The work will focus on an established ex vivo porcine skin infection model (Ho et al., 2020), which closely mimics human skin architecture while allowing controlled experimental analysis of fungal behaviour. Other models may also be used, such as those based on human nails or lab-grown skin equivalents. Infections will be analysed using histology and microscopy, quantitative assessment of fungal burden and invasion depth, enzyme activity assays, and targeted gene expression analysis. Where relevant, transcriptomic approaches will be informed by our prior experience using RNA-seq to study antifungal responses in dermatophytes (Ho et al., 2025). Complementary in vitro assays will assess growth, stress tolerance, and keratin utilisation.

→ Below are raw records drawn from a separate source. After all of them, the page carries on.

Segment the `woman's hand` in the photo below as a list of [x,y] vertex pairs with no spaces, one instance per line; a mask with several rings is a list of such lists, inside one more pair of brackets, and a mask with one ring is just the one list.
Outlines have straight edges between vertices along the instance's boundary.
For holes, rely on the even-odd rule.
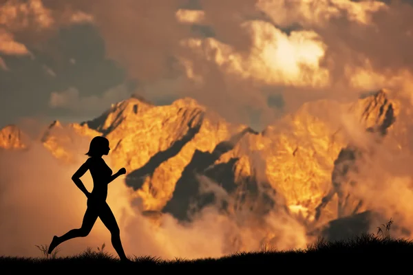
[[126,169],[125,168],[121,168],[120,169],[119,169],[119,170],[118,171],[118,175],[124,175],[126,174]]

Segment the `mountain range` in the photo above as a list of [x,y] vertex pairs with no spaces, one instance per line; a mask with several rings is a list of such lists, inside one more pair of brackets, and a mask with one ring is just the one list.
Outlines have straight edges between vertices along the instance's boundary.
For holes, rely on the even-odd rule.
[[257,132],[191,98],[156,106],[131,96],[89,121],[55,120],[36,140],[6,126],[0,147],[30,150],[40,142],[59,161],[71,163],[79,161],[81,140],[105,136],[112,163],[126,168],[125,184],[149,217],[168,212],[190,221],[219,203],[224,212],[265,215],[279,208],[307,223],[329,222],[369,210],[346,186],[360,182],[350,172],[371,146],[411,151],[405,101],[380,90],[352,102],[308,102]]

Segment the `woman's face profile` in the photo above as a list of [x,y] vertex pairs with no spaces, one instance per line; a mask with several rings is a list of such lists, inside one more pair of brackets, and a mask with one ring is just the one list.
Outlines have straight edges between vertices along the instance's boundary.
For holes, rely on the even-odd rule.
[[107,155],[109,154],[109,151],[110,151],[110,147],[109,146],[109,143],[105,145],[103,149],[103,155]]

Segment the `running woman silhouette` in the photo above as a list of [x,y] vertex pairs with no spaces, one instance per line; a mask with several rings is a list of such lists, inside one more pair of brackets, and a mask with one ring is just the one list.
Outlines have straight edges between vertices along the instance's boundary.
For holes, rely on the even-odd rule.
[[[89,151],[85,154],[89,157],[72,177],[73,182],[87,198],[87,208],[83,217],[82,226],[80,228],[72,229],[63,236],[54,236],[49,246],[47,253],[51,254],[56,246],[64,241],[73,238],[87,236],[98,217],[110,231],[112,245],[120,260],[130,261],[122,248],[119,227],[115,217],[106,202],[107,185],[120,175],[126,173],[126,169],[122,168],[116,173],[112,175],[112,169],[102,158],[102,156],[107,155],[109,151],[109,140],[105,138],[96,136],[90,142]],[[87,191],[80,179],[87,170],[90,171],[93,179],[94,187],[92,192]]]

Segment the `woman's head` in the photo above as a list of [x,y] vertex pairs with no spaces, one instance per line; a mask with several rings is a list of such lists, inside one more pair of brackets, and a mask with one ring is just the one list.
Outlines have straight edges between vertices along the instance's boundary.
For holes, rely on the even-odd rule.
[[89,151],[85,155],[89,157],[101,157],[103,155],[107,155],[109,151],[109,140],[106,138],[97,136],[90,142]]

The student will gain training in medical mycology, fungal infection models, microscopy, molecular and biochemical techniques, and quantitative data analysis. The project addresses an emerging clinical problem and is well suited to a self‑funded PhD student with interests in microbial pathogenesis, host–pathogen interactions, or emerging infectious diseases.

Funding Notes

This project is open to self-funded students only, including those funded by their government or institution, or those with other means of supporting their studies.